Not that all this softens the blow much – but it is a good start in crisis management terms.
Now its objective must be to not let up one bit, to maintain the current level of transparency and for senior management, irrespective of whether they will be found to have been involved or not, to give absolute priority to backing their ad sales team in terms of patching up relationships and publicly doing as much as possible to make sure that this never happens again. They might well get away with it once – but not twice.
It may well be that Media24 will have to elect to not only comply with ABC regulations in terms of sales disclosures but to go well beyond and to publish everything it does from now on to ensure that anyone who logs on to its website will be able to see chapter and verse, every document, every "I" and every "T" of anything even remotely to do with its sales figures.
Its big challenge now is not to fix the reality – that will be relatively straight-forward and logical – but rather to deal with the complexities of perceptions caused by this disaster. Particularly among advertisers, marketers and even media buyers who might not have had the time to follow last week's proceedings in detail and in spite of the transparency of it all, whenever they hear the word Media24, they will think "crooks".
Fixing perception is not easy and demands considerable resources and time.
Equally the ABC needs to look at perceptions rather than reality.
ABC deputy president Gordon Paterson, speaking on radio on Sunday, 7 October 2007, was quite right when he said that the ABC had come out of this very well indeed – and that because of its reports going quarterly and a huge increase in checks and balances in the past two years.
In reality and again in the eyes of those who have followed things closely and who are aware of what the ABC does and how it does it, the ABC has indeed come out of this smelling like roses.
But, can the ABC assume that is the majority?

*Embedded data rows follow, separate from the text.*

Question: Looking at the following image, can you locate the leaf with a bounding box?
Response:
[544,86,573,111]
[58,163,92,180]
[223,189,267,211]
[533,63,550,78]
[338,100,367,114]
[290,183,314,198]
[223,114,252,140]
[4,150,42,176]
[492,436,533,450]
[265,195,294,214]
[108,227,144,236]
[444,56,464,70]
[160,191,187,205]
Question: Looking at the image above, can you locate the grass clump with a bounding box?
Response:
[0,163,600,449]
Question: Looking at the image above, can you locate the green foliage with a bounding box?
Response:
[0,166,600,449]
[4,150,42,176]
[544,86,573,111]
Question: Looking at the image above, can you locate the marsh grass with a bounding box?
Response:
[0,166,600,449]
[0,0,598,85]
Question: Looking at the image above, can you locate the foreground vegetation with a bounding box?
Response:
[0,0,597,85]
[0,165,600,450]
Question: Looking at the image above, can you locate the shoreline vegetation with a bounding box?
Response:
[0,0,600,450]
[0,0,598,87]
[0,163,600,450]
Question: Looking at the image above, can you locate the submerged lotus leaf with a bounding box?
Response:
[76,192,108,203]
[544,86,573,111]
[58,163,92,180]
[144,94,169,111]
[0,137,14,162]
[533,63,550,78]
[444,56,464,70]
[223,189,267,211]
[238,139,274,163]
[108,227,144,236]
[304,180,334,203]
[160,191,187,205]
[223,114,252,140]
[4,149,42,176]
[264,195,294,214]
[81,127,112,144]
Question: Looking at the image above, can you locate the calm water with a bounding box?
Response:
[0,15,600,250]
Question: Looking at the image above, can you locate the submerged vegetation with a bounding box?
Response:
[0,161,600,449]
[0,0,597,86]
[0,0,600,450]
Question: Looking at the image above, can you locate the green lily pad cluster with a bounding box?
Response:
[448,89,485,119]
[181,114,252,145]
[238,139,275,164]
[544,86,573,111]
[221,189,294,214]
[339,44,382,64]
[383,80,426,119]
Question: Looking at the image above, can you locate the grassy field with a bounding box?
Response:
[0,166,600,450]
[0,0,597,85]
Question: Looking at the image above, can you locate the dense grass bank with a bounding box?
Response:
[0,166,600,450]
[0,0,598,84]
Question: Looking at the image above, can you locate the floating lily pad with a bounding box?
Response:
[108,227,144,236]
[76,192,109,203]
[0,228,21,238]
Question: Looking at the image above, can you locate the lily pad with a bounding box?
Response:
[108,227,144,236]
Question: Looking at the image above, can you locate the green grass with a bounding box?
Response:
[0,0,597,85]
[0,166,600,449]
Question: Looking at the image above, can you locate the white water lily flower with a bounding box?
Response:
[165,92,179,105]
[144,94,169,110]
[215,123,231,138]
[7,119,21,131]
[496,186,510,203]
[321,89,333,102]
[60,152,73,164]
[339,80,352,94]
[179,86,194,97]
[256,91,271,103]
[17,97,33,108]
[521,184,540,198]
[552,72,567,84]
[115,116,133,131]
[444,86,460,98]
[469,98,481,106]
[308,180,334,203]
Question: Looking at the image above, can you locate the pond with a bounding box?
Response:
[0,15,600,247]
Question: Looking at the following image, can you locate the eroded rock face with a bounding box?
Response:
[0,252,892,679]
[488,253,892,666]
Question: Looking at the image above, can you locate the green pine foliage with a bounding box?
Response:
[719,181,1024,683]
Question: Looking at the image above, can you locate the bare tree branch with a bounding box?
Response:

Again, like Media24, surely it dares not take the chance particularly in view of the media and marketing industry's penchant for wrong perceptions and not understanding the intricate mechanism of media.
After all, media buying organisations have often admitted that some of their junior staff often don't understand the complexities of their trade and end up planning through perception and not fact.
The ABC has come a long way in the past year or two but it cannot just sit back and assume that everyone is applauding it, because they aren't. Too many marketers see the Media24 debacle not as an example of ABC efficiency, but as a shortcoming.
And that perception cannot be left to fester because the ABC, above all other forms of media data, is the one we are supposed to be able to trust implicitly.